Chief Executive of Global Crossing Foresaw Collapse. Leo Hindery, then chief executive of Global Crossing, the bankrupt telecommunications group, warned chairman Gary Winnick more than two years ago that the company was headed for collapse and should sell itself to a rival before investors realised it was doomed, according to a memo uncovered by congressional investigators.
According to the memo, labelled “confidential” and sent to Mr Winnick and two other executives, Mr Hindery said other large fibre-optic companies were also looking to be acquired and Global Crossing should move to sell before Wall Street figured out it was being “fooled”.
“Like the resplendently coloured salmon going up river to spawn, at the end of our journey our niche too is going to die rather than live and prosper,” the June 5, 2000 memo reads. “The stock market can be fooled, but not forever, and it is fundamentally insightful and always unforgiving of being mislead,” the June 5 2000 two-page memo reads.
Later in the memo, Mr Hindery wrote: “Without looking like we are shaking our bootie all over the world, [we should] sell ourselves quickly to whichever of the six possible acquirers offer our shareholders the highest value.”
Mr Winnick is scheduled to appear before a congressional hearing on Tuesday, and despite early indications he would not testify, committee staff said he would answer questions posed by investigators.
Ken Johnson, a senior aide to committee chairman Billy Tauzin, said investigators intend to press Mr Winnick on how much he knew about Global Crossing’s questionable accounting. “After months of giving us the run-around, Mr Winnick, having been served a subpoena, is now feeling a little more chatty,” Mr Johnson said. “But if he tries to portray himself as an out-of-the-loop ceremonial chairman, we intend to remind him he’s under oath.”
The Hindery memo is one of several committee staff intend to present to argue Mr Winnick was “in the loop” on many of the controversial deals currently being investigated by the Securities and Exchange Commission.
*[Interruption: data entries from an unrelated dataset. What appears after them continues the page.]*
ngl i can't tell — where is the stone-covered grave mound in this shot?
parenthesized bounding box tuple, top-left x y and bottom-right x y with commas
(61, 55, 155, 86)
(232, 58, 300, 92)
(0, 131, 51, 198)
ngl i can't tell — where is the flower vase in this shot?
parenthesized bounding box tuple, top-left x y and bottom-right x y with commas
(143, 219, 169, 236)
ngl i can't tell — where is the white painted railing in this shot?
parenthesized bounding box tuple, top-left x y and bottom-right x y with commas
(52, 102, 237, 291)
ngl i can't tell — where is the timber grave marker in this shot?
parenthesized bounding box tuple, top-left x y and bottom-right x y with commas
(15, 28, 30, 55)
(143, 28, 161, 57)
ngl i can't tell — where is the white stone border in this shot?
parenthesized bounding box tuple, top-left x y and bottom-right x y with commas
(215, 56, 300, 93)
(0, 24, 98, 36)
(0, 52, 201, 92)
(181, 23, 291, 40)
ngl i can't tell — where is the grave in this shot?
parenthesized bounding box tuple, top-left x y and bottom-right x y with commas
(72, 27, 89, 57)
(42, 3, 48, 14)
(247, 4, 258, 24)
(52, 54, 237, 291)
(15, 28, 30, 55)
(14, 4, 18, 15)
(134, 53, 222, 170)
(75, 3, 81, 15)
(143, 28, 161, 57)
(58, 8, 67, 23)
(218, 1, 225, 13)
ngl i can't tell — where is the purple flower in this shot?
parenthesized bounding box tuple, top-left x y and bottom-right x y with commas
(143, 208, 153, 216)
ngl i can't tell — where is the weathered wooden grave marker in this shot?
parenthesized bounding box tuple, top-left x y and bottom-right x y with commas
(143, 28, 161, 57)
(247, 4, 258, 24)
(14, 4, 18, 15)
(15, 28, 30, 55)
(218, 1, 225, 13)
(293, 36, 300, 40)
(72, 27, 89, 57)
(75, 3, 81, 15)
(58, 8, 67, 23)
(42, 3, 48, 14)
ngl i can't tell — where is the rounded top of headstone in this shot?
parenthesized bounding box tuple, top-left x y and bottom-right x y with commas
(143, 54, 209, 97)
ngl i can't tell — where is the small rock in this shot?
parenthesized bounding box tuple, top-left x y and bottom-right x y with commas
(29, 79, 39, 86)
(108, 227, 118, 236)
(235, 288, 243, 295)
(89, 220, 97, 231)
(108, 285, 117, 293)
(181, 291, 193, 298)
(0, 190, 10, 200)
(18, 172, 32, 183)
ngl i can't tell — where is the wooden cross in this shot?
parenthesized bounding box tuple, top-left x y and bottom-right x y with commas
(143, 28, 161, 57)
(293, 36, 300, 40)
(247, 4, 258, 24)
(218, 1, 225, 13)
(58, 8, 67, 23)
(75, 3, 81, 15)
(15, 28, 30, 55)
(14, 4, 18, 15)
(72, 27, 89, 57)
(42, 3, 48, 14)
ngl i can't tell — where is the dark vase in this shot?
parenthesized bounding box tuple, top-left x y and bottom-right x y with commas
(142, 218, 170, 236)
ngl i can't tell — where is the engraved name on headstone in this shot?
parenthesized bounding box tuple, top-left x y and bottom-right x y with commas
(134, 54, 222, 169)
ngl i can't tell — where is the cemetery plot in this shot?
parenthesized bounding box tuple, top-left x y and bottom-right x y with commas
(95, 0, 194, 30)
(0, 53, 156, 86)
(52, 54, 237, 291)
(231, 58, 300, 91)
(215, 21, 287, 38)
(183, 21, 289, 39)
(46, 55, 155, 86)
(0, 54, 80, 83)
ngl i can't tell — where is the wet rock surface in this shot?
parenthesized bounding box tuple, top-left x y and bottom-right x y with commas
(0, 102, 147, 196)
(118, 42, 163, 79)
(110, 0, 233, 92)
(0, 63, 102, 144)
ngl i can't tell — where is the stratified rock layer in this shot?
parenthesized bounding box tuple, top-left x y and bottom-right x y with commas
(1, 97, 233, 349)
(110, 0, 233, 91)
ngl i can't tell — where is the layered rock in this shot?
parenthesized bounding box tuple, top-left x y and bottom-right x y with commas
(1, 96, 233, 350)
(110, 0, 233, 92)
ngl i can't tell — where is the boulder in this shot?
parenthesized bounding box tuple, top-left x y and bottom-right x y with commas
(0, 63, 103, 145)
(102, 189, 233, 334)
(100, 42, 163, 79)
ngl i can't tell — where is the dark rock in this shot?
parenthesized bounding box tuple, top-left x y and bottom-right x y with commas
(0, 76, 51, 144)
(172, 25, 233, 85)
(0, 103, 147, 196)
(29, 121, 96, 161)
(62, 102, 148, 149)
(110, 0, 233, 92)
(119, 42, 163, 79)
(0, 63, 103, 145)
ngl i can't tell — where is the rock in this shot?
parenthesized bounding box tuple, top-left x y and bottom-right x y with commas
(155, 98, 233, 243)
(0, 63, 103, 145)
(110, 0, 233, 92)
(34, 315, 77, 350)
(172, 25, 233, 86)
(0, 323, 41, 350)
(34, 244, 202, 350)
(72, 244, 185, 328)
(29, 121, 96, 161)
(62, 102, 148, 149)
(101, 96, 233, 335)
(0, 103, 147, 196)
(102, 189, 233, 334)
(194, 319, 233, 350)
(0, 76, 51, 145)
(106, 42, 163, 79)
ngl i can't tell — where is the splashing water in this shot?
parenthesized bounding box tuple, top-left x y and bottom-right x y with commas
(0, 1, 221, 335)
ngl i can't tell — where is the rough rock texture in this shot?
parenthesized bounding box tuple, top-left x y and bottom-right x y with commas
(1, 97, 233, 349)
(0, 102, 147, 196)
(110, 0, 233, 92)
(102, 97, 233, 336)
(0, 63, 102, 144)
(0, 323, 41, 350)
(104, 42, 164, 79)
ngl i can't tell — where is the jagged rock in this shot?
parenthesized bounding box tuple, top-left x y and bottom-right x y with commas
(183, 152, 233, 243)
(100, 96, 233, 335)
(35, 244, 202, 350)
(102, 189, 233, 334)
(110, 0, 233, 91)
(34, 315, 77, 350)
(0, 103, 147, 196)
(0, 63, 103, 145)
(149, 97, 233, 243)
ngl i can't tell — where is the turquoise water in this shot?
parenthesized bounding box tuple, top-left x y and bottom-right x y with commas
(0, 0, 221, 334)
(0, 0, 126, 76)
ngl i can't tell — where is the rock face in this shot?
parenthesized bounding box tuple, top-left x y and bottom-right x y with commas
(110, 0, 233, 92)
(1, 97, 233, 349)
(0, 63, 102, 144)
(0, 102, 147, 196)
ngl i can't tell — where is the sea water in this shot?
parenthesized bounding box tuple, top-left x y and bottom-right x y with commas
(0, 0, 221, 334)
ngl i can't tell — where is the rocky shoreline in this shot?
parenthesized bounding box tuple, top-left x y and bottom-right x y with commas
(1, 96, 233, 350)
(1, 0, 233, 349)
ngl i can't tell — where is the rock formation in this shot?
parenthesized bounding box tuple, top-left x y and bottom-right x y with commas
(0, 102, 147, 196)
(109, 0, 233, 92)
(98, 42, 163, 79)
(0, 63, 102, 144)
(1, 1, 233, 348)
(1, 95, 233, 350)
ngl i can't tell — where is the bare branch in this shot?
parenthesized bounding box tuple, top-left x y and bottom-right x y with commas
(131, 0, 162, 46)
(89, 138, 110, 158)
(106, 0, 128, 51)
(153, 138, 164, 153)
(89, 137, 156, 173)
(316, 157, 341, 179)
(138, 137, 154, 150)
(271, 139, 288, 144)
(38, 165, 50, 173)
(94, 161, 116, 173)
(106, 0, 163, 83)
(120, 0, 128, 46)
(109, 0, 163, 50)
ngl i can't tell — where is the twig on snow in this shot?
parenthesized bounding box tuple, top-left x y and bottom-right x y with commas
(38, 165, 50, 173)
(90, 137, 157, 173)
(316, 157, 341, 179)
These “capacity swaps” involved Global Crossing buying allegedly useless fibre-optic capacity from rivals in return for their buying a similar amount in return. Both companies would then book the deals as revenue.
In one e-mail from June 2001, Mr Winnick wrote Tom Casey, now Global Crossing’s chief executive, saying he had spoken directly with Jeffrey Skilling, chief executive of Enron, about one such swap, adding “the lines of communication are open”.
Other e-mails show that Mr Winnick was regularly briefed on the sometimes desperate quarter-end efforts to complete such deals. In one chart prepared by senior sales executives, Mr Winnick’s involvement is listed as a “support requirement” for two deals that the sales staff was being pressured to close by the end of the 2001 second quarter.